Il est nécessaire ici de voir que c’est précisément cette passivité typique de Karl Kautsky que Lénine dénonce sous le vocable de kautskysme. Le kautskysme est ici un centrisme, c’est-à-dire une collusion avec la droite contre la gauche, au nom du succès mécanique inévitable censé arriver.
Karl Kautsky assuma cette position centriste jusqu’à la caricature. En 1915, il publia dans ce cadre État national, État impérialiste et fédération des États. C’était un ouvrage étrange : Karl Kautsky tentait d’y formuler une ligne de pseudo-critique de l’impérialisme, en pleine guerre.
Affirmant que la formation d’un État national est un aboutissement démocratique, dans la mesure où il dispose d’une langue commune à sa population, il y rejetait la formation d’États multinationaux, refusant de ce fait l’expansionnisme germanique par rapport à la France, sans le dire ouvertement.
En même temps, Karl Kautsky se perd dans des réflexions sans fin sur ce qu’est l’expansionnisme, en quoi il n’est pas nécessairement en rapport avec l’impérialisme. Sa conclusion d’une très longue présentation de la situation coloniale est ainsi la suivante :
« A première vue, l’actuelle guerre mondiale est de ce fait pas de type impérialiste. Et pourtant il est de ce type, mais seulement en dernier lieu.

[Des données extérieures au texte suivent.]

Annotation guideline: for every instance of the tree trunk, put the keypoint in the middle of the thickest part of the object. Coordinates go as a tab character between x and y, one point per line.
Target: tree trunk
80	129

L’impérialisme est coupable de la catastrophe guerrière dans la mesure où il a été la force motrice dans la course à l’armement, qui naturellement a ensuite emporté toutes les grandes puissances, qu’elles soient poussées par des motifs impérialistes ou non.
Cette course à l’armement devait devenir la cause de la guerre, si rien n’était mis en place pour la freiner, même en parvenant à supprimer les questions impérialistes litigieuses par une compréhension pacifique mondiale. »
Par conséquent, selon Karl Kautsky la guerre n’est pas le fruit du capitalisme passé au stade impérialiste, mais d’une tendance particulière à un secteur particulier du capital, à savoir le capitalisme financier cherchant à s’étendre, avec en parallèle le militarisme devenant en quelque sorte indépendant.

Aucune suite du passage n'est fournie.